I recently changed digital platforms, mostly to post poetry for the Amaryllis Recordings label, where I have been trying to share poetry and music in the world. I’ve put other voices in front of my own, and use my poetry to try and help build a new way for all of us to communicate. I’ve always been afraid of twitter. I thought it would be a place of trolling and harmful speech, which it can be, but I was also suprised by how much I learned. Following a hashtag I found in a side bar showed me so much injustice and hurt in the Al Aqsa Mosque confrontation, and as I scrolled through the site, found so many other violent atrocities happening all over the world, and I had to ask myself, is what I’m doing enough?
Thinking further, I remember a vow I took in the early 2000s stemming from a book by a Christian saint, I’m not sure any more about the source, but the approach said for contemplation, you should “not invite disquiet” and that meant a withdrawl from current affairs. Yet I still tried to address violence through my visual art, creating generative criticism, inviting disgust and outrage, just to examine one thing, the recoil from injustice itself.

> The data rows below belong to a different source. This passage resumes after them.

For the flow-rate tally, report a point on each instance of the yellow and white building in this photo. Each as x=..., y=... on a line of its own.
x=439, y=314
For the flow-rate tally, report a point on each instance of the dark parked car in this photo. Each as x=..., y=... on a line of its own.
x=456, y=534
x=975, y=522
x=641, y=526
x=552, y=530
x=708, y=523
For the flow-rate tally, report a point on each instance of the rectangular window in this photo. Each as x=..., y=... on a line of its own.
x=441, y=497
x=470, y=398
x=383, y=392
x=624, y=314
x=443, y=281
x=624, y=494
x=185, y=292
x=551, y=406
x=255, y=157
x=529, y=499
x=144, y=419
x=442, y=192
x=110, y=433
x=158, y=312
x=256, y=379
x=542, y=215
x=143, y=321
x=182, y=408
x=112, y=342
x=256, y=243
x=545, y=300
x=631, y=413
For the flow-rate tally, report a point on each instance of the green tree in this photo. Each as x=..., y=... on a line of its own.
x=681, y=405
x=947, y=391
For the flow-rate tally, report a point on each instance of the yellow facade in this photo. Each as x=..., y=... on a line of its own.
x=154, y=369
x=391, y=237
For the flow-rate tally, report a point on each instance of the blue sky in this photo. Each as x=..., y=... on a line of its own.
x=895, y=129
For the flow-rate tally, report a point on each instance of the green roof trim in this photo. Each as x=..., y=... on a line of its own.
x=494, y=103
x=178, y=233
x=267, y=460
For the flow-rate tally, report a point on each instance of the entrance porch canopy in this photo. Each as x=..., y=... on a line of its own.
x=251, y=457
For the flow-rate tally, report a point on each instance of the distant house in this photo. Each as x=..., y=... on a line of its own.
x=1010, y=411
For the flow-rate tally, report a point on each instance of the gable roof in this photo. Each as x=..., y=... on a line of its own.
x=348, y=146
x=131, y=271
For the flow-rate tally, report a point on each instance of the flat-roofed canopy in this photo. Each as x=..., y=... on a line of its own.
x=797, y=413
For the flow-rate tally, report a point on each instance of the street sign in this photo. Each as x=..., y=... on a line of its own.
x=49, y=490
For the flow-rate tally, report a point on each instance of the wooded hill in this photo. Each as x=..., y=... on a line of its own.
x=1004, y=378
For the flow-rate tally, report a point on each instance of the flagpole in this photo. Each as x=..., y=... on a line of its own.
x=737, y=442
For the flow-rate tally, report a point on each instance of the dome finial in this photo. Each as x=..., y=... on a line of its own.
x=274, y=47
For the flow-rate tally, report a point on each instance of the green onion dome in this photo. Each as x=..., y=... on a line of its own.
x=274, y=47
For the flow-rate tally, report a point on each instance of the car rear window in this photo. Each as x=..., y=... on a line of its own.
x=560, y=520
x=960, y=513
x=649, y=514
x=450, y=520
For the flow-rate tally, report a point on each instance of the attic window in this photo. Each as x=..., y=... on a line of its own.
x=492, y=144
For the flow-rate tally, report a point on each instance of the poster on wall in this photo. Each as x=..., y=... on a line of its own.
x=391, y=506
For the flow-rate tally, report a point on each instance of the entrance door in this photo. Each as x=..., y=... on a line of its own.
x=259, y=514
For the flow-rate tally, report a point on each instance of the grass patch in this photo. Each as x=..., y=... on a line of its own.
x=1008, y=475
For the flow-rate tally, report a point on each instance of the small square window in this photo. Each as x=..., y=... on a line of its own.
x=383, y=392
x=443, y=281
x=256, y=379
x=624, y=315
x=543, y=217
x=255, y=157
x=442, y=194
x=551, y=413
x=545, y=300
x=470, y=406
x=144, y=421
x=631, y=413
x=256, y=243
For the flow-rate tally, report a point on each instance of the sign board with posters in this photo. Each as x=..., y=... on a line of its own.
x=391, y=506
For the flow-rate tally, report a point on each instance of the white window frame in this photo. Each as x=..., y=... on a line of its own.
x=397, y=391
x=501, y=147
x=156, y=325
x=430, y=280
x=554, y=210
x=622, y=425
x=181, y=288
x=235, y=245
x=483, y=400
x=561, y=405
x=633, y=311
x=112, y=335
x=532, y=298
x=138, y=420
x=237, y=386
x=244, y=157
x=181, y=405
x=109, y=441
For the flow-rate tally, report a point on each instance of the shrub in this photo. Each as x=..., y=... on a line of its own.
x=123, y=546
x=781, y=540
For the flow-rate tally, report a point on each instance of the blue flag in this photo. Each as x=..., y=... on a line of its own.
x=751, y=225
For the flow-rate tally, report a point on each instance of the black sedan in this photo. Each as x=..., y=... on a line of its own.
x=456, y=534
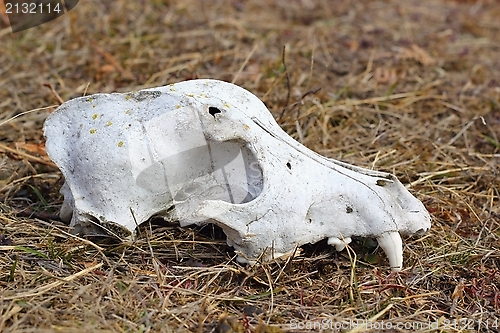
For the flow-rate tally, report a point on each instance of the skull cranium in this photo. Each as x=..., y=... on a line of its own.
x=209, y=150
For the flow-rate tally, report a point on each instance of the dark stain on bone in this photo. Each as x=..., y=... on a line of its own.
x=142, y=95
x=213, y=111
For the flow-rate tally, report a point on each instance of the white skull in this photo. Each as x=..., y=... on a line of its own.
x=206, y=150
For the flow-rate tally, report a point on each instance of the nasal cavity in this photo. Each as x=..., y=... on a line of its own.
x=213, y=111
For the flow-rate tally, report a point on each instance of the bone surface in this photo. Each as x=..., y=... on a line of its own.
x=207, y=150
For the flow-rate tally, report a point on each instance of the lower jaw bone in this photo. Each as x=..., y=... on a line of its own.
x=206, y=150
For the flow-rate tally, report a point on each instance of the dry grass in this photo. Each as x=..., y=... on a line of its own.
x=409, y=87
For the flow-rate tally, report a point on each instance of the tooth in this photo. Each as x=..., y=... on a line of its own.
x=392, y=245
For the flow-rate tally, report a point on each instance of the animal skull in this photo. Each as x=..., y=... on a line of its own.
x=209, y=150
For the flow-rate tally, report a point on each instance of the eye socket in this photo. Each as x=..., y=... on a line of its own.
x=213, y=111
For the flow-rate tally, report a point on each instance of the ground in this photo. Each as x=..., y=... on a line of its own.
x=407, y=87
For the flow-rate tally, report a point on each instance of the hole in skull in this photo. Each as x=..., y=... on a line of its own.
x=213, y=111
x=227, y=171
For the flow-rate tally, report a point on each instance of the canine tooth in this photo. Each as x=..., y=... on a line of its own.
x=392, y=245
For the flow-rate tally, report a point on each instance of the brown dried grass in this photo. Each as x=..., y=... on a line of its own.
x=406, y=87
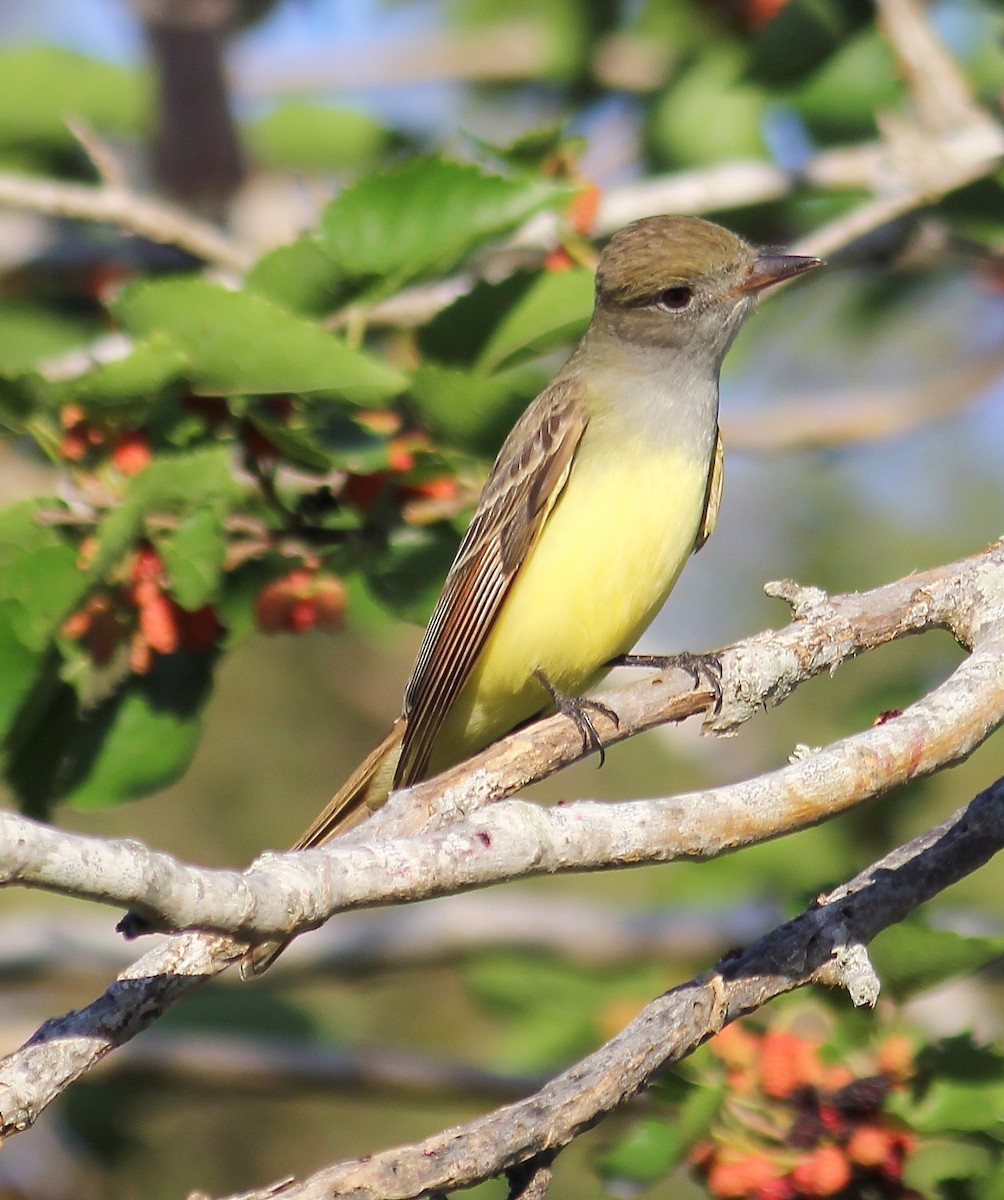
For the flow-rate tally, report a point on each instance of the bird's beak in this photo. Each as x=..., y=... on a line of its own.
x=765, y=270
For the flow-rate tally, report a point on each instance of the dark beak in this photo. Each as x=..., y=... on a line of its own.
x=769, y=269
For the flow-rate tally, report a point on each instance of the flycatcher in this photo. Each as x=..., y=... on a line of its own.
x=607, y=484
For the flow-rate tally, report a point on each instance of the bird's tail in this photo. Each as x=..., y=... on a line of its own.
x=364, y=791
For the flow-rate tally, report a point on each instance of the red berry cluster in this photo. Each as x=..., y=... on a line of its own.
x=795, y=1126
x=137, y=611
x=84, y=441
x=304, y=599
x=362, y=490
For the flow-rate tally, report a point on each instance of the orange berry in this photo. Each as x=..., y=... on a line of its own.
x=739, y=1176
x=73, y=445
x=140, y=655
x=702, y=1152
x=735, y=1047
x=132, y=453
x=823, y=1173
x=77, y=624
x=330, y=599
x=787, y=1062
x=158, y=624
x=779, y=1188
x=301, y=616
x=870, y=1145
x=558, y=261
x=270, y=607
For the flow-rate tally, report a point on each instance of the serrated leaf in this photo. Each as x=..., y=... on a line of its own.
x=458, y=334
x=173, y=485
x=126, y=383
x=300, y=276
x=242, y=342
x=912, y=957
x=554, y=311
x=425, y=216
x=650, y=1149
x=40, y=585
x=133, y=742
x=801, y=37
x=654, y=1146
x=44, y=85
x=408, y=576
x=468, y=409
x=193, y=556
x=710, y=113
x=935, y=1162
x=296, y=447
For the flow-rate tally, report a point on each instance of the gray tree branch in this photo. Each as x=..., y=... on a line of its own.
x=944, y=726
x=825, y=946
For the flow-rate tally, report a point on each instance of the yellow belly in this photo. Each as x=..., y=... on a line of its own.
x=601, y=568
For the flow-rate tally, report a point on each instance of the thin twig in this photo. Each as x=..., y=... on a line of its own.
x=824, y=945
x=142, y=215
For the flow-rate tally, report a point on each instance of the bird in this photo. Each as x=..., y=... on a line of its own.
x=606, y=485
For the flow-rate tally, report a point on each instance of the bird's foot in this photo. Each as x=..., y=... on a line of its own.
x=577, y=708
x=704, y=669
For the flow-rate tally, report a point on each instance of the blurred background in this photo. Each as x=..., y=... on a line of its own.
x=253, y=114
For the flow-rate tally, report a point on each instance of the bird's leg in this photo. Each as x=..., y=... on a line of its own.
x=577, y=708
x=701, y=667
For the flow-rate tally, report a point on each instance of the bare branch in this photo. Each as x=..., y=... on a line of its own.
x=83, y=942
x=866, y=415
x=140, y=215
x=824, y=945
x=967, y=598
x=286, y=893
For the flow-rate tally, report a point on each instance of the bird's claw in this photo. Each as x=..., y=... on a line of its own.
x=577, y=708
x=701, y=667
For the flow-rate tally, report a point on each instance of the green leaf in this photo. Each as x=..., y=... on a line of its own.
x=654, y=1146
x=468, y=409
x=300, y=276
x=912, y=957
x=314, y=137
x=193, y=558
x=408, y=576
x=841, y=99
x=458, y=335
x=30, y=333
x=172, y=485
x=936, y=1162
x=554, y=311
x=803, y=36
x=133, y=742
x=128, y=382
x=44, y=85
x=294, y=445
x=241, y=342
x=40, y=586
x=710, y=113
x=424, y=217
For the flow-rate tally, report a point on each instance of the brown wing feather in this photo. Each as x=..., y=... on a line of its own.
x=519, y=492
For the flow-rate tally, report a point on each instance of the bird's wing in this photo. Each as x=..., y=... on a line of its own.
x=521, y=490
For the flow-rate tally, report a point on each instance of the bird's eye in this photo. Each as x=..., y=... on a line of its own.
x=675, y=298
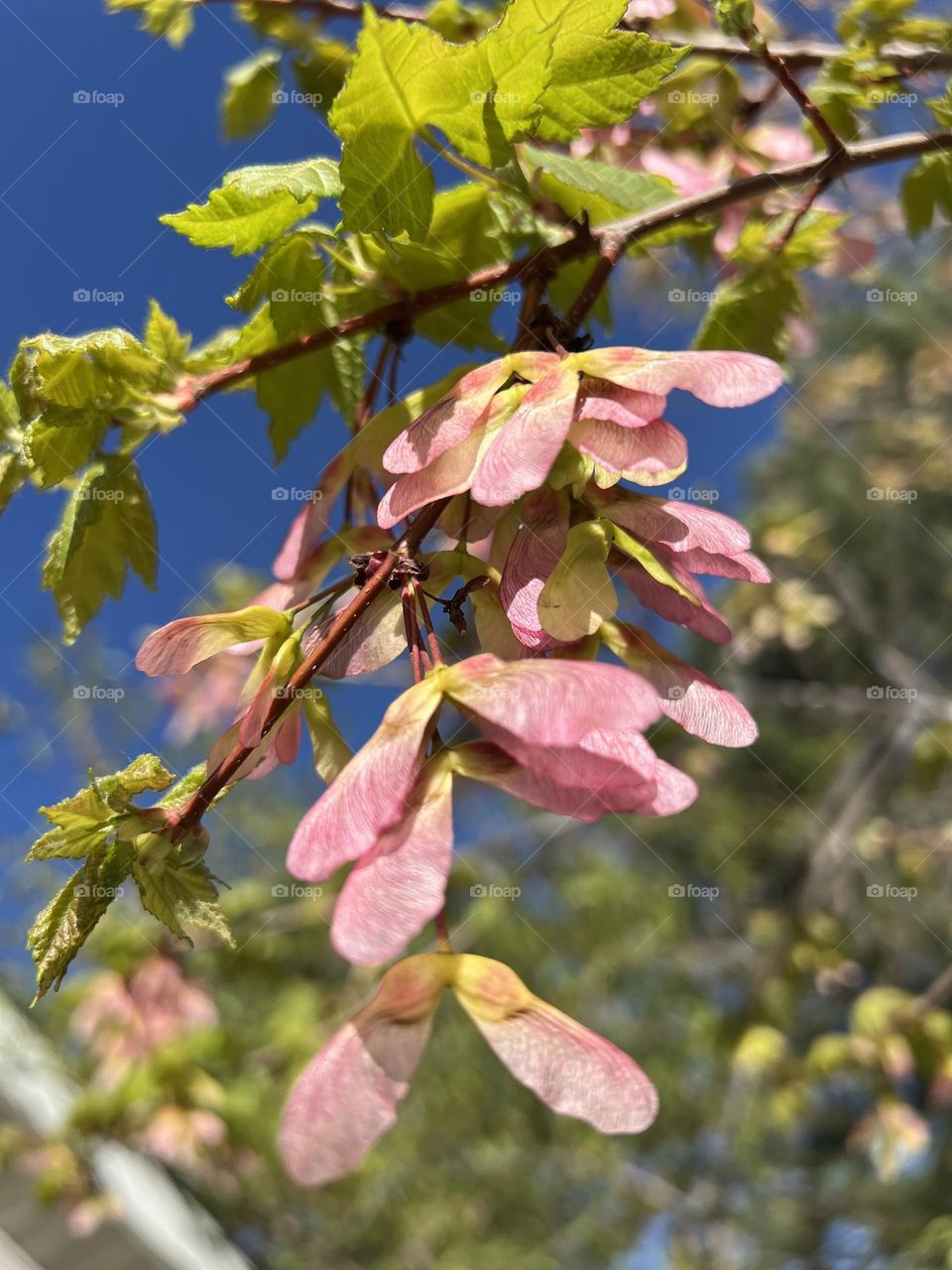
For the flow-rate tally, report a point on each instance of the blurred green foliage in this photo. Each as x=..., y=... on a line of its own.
x=777, y=957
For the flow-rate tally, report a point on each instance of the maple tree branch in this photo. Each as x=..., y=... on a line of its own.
x=611, y=252
x=780, y=71
x=800, y=211
x=811, y=54
x=193, y=389
x=334, y=8
x=798, y=54
x=216, y=781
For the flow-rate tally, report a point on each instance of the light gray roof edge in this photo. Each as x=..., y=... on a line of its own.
x=171, y=1223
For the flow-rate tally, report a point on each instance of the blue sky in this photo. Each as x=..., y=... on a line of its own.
x=84, y=186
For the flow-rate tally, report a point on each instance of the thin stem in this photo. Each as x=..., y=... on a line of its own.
x=800, y=211
x=610, y=255
x=428, y=622
x=798, y=54
x=393, y=376
x=334, y=8
x=855, y=158
x=809, y=108
x=377, y=375
x=458, y=162
x=534, y=291
x=216, y=781
x=334, y=589
x=439, y=922
x=412, y=627
x=810, y=54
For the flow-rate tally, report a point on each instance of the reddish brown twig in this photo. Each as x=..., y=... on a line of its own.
x=216, y=781
x=855, y=158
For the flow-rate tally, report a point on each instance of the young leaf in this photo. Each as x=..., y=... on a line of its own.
x=62, y=441
x=64, y=924
x=250, y=94
x=107, y=370
x=108, y=525
x=751, y=313
x=735, y=17
x=180, y=894
x=166, y=18
x=255, y=206
x=601, y=190
x=598, y=73
x=85, y=822
x=164, y=339
x=924, y=190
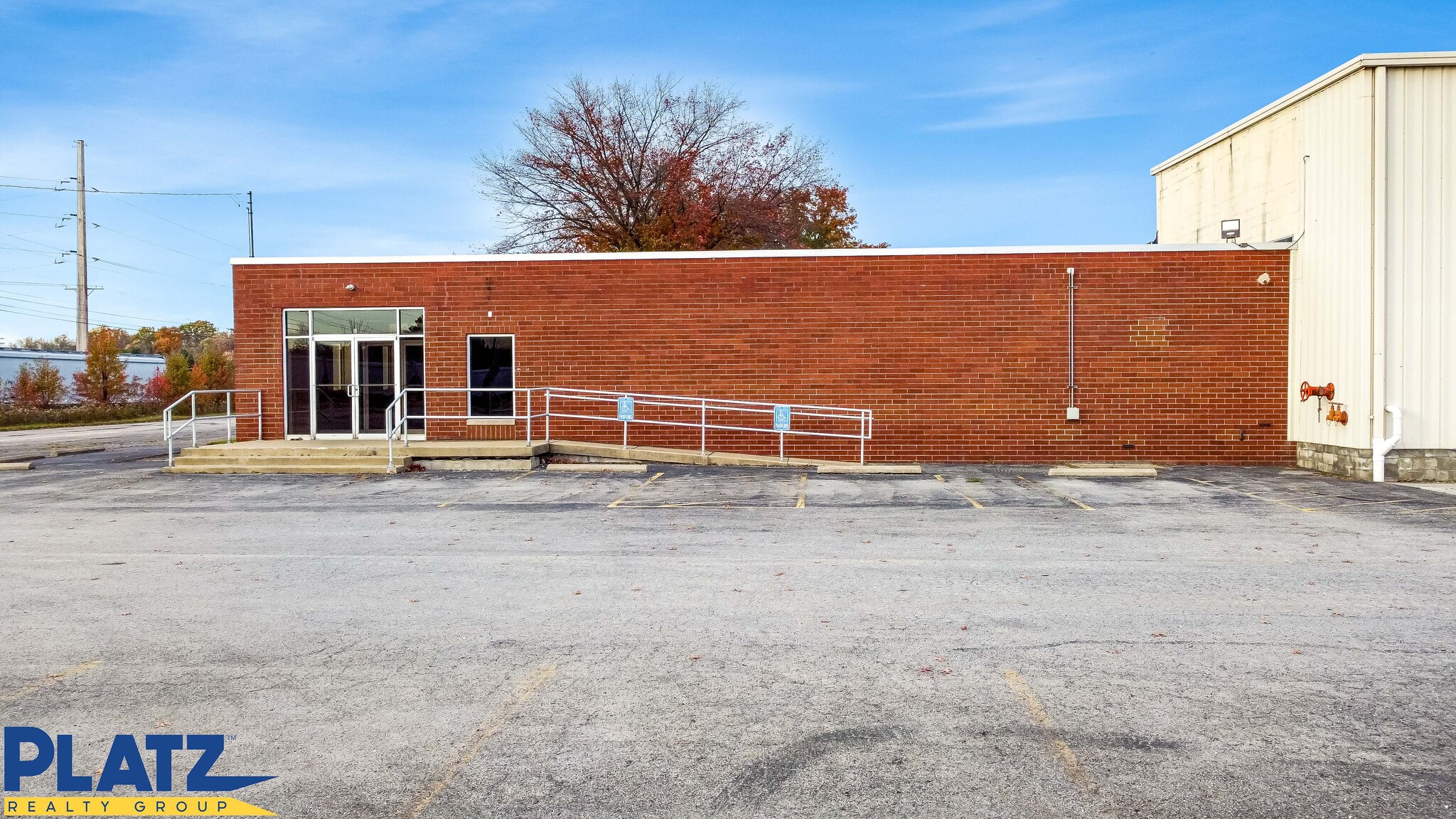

I never made that clear in any writing or anything else I did. It was a simple vow, and it carried me through so many difficult moments.
Something else happens when you approach things this way. Looking at the twitter feed, it became not about one thing, but about thousands, and so much of it was based around religous and ethnic intolerance. It seems almost ineffectual to demand simple tolerance, and cries out for understanding. The understanding that can only come from listening, and when needed, share that sound with others, wether it is a human cry, a poem, a letter, anything within my ability to do. Yet what is the common root of all of this suffering? I think it’s understanding differences. We are all different, all the same, we are all diamonds, mirrors in the light, reflecting each other, becoming one, and hopefully that’s something I can remember, and yet it’s inescapable, that I realized this through technology, the work of designers and engineers, who are giving us spaces for our voices, and I recoginize that. Thank you for this twitter. I can see this because I’m part of a generation, the last, that remembers the difference between the world without the internet, and the world with. I take none of this for granted, and it’s bringing so many voices together. I’m listening.